LOUISVILLE, Ky. (WDRB) – The Jefferson County Board of Education will vote Thursday on whether to reopen classrooms in Kentucky’s largest school district, Chairperson Diane Porter said Tuesday.

Jefferson County Public Schools Superintendent Marty Pollio has not offered a formal recommendation for a board vote. District spokespeople did not say whether Pollio would share a recommendation ahead of Thursday's meeting when reached by WDRB News.

The board met in a work session Tuesday to discuss the latest guidance from the U.S. Centers for Disease Control and Prevention and other health-related issues with representatives of the Louisville Metro Department of Public Health and Wellness, University of Louisville and Norton Healthcare.

"The additional 48 hours from tonight will give the board and the community additional time to review and digest tonight's information as well as the other recent information from the legislature, the governor and (the Kentucky Department of Education)," said Porter, who represents District 1, during Tuesday’s meeting.

Pollio has said elementary schools could reopen five days per week by the third week of March while middle and high school operate on a hybrid schedule starting in the first week of April based on teacher and staff COVID-19 vaccinations. The district expects about 60% of its more than 96,000 students will return once classrooms reopen based on the results of a survey of families.

Gov. Andy Beshear on Tuesday issued an executive order recommending schools resume some form of in-person instruction either March 1 or a week after school employees receive their second doses of COVID-19 vaccines.
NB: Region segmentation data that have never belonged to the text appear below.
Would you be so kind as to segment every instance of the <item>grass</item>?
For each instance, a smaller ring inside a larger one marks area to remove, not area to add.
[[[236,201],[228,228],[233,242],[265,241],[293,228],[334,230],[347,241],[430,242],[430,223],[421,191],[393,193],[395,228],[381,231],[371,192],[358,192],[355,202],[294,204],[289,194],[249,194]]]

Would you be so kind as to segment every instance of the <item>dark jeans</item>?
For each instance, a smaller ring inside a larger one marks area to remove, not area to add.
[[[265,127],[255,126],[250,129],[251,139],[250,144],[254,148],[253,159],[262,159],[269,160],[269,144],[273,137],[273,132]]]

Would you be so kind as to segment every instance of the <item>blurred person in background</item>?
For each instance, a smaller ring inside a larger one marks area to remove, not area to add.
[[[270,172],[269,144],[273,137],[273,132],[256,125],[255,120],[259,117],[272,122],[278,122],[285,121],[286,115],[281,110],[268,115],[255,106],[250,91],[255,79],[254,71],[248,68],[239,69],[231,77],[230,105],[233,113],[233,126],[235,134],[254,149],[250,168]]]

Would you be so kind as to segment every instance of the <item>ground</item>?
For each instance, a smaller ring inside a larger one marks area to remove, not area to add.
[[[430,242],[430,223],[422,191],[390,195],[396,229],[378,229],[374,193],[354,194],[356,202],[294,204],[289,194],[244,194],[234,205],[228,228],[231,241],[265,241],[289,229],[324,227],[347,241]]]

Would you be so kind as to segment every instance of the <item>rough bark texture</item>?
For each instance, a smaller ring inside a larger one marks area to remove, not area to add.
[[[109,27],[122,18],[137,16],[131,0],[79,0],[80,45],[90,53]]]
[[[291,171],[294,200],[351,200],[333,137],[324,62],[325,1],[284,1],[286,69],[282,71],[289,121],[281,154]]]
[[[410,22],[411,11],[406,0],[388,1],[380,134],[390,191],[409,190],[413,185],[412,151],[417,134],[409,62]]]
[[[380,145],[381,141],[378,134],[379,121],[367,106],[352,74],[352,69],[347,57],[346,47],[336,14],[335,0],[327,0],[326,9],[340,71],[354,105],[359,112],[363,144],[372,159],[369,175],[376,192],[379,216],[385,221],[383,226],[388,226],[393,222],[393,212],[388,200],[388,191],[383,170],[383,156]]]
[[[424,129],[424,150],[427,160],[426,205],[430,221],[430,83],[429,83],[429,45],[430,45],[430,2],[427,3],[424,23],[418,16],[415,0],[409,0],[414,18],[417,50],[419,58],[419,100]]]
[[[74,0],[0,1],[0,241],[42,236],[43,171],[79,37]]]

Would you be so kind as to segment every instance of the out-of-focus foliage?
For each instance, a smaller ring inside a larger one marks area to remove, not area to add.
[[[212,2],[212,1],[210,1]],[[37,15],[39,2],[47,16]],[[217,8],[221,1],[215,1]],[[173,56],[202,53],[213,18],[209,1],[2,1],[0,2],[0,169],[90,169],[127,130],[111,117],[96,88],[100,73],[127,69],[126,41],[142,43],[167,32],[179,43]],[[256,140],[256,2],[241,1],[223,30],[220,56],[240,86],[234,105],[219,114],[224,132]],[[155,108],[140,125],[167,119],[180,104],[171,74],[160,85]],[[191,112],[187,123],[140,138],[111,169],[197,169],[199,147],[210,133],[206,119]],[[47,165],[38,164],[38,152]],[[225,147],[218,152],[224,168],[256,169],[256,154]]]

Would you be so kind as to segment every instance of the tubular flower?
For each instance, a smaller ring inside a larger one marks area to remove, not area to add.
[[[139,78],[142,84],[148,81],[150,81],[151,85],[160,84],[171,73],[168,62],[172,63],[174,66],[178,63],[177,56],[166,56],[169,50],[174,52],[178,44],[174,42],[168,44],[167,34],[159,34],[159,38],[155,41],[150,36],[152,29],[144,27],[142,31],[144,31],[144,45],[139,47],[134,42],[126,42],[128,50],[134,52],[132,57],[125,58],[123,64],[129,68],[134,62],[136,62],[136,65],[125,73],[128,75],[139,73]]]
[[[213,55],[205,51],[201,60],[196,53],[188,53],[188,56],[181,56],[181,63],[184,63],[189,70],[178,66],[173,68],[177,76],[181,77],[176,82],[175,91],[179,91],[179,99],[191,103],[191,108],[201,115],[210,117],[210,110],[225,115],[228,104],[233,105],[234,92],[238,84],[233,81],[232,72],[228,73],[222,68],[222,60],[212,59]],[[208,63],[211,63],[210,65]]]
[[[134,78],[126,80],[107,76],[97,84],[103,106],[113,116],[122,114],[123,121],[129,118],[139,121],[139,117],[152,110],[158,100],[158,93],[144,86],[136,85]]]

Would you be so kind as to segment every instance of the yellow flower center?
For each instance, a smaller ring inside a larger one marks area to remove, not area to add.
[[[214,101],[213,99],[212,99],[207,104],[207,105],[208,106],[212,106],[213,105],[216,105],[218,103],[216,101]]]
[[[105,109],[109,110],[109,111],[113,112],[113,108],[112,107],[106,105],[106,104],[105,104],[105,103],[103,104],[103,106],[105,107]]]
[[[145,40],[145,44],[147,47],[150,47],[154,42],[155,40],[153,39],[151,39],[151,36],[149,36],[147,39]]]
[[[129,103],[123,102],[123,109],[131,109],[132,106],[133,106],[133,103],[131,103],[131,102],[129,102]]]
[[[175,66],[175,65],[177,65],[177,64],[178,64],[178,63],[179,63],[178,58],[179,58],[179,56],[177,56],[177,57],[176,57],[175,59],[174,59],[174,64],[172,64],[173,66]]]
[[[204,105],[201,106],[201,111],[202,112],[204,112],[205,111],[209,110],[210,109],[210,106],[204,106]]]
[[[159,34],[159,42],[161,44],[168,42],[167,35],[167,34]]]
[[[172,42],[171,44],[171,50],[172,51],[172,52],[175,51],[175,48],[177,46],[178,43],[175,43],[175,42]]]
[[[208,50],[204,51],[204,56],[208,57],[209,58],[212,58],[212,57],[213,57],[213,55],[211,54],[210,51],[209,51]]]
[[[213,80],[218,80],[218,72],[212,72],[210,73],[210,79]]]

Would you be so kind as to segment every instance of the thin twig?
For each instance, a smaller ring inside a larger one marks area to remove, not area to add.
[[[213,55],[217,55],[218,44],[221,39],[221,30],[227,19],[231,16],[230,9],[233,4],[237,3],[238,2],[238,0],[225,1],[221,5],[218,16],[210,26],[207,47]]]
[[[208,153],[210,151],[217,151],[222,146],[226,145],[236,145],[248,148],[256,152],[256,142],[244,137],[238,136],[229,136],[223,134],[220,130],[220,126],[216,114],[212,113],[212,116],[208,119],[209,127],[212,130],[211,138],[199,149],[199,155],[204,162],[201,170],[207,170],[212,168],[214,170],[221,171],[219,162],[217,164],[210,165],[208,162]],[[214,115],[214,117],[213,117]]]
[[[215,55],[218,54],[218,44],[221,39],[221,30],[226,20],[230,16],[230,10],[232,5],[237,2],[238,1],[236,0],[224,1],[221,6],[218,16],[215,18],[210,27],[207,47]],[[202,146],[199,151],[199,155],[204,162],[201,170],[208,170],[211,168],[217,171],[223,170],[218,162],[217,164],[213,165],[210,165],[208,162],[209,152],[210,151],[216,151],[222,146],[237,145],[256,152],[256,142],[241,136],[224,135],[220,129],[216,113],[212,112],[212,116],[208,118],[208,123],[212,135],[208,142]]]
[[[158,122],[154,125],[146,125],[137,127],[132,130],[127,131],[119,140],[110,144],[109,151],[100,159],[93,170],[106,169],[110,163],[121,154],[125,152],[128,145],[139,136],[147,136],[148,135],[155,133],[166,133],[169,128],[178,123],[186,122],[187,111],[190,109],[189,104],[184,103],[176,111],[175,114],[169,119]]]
He also announced that the state's color-coded school guidance will be discontinued.

Pollio said his recommendation will adhere to the latest state guidance on school operations during the COVID-19 pandemic.

But Chris Kolb, the board's vice chairperson who represents District 2, said he is not interested in entertaining a reopening recommendation that does not also follow guidance from the U.S. Centers for Disease Control and Prevention.

Jefferson County has a COVID-19 caseload of 213.2 per 100,000 residents over the past week and a testing positivity rate of 9.3%, according to the CDC.

The agency's Feb. 12 guidance calls for schools in counties with caseloads above 100 per 100,000 residents to operate elementary schools on hybrid schedules or otherwise reduce attendance inside schools while maintaining at least 6 feet of social distance.

The CDC recommends virtual learning for middle and high schools at that point unless all COVID-19 mitigation steps can be followed and suspending in-person sports and extracurricular activities.

Kolb, who was one of two board members to vote against resuming winter sports at JCPS previously, said any reopening recommendation that puts students and teachers within 6 feet of each other "is not only insane at this point, it's completely unethical." Pollio said the state "translates" CDC guidelines and incorporates them in its own school guidance, a response Kolb called "not acceptable."

"I have a real problem if we're going to be asked to consider a proposal that we know based on the evidence is more likely to make people sick and lead to more death and dying amongst our staff, students and community," Kolb said, noting that he is one of seven board members.

Medical professionals who spoke with board members Tuesday, however, expressed optimism at the district's ability to offer in-person instruction.

Dr. Jason Smith, chief medical officer for University of Louisville Health, said staff vaccinations combined with COVID-19 mitigation measures are "the best protection that you're going to have."

"We will do everything we can to help you in making sure you're safe and the children are safe in the public school system, but you can do this," Smith said.

Dr. Mark Burns, an assistant professor of medicine at the University of Louisville who specializes in infectious diseases, said now "is probably the best time" to resume in-person instruction at JCPS as COVID-19 cases continue to decline locally.

Jefferson County has a coronavirus incidence rate of 24.8 new cases per 100,000 residents based on a seven-day average, just outside Kentucky's "red zone" for COVID-19 transmission.

"I think the key is that everything is going in the right direction, so as long as everyone's doing what's recommended according to the guidelines then I personally feel it only gets better from here," Burns said, noting that other COVID-19 vaccines could be approved for distribution in the coming months.

Some board members asked about social distancing, particularly within elementary schools that could reopen for students every weekday.

Dr. Sarah Moyer, Louisville Metro's chief health strategist, said implementing a hybrid schedule could help create more space between elementary students. Most COVID-19 cases in children have been linked to sleepovers, parties, sports and other social activities where compliance to measures like masking is laxer, she said.

Asked if not maintaining at least 6 feet of social distance should be "a roadblock" to reopening classrooms by board member James Craig, Moyer said the district would see more students quarantined and forced to learn from home than new COVID-19 cases after exposures inside schools if other mitigation steps are followed.

"All those things help, so hopefully not," Moyer said. "As I say there probably will be one, but what we've seen so far is that risk is small."

"All those things mitigate the ability for transmission to occur, so I agree with Dr. Moyer 100%," Burns said.

JCPS is one of five Kentucky school districts that have not reopened classrooms so far in 2021, according to the Kentucky School Boards Association. The state's largest school district has not offered in-person learning since early in the COVID-19 pandemic in mid-March.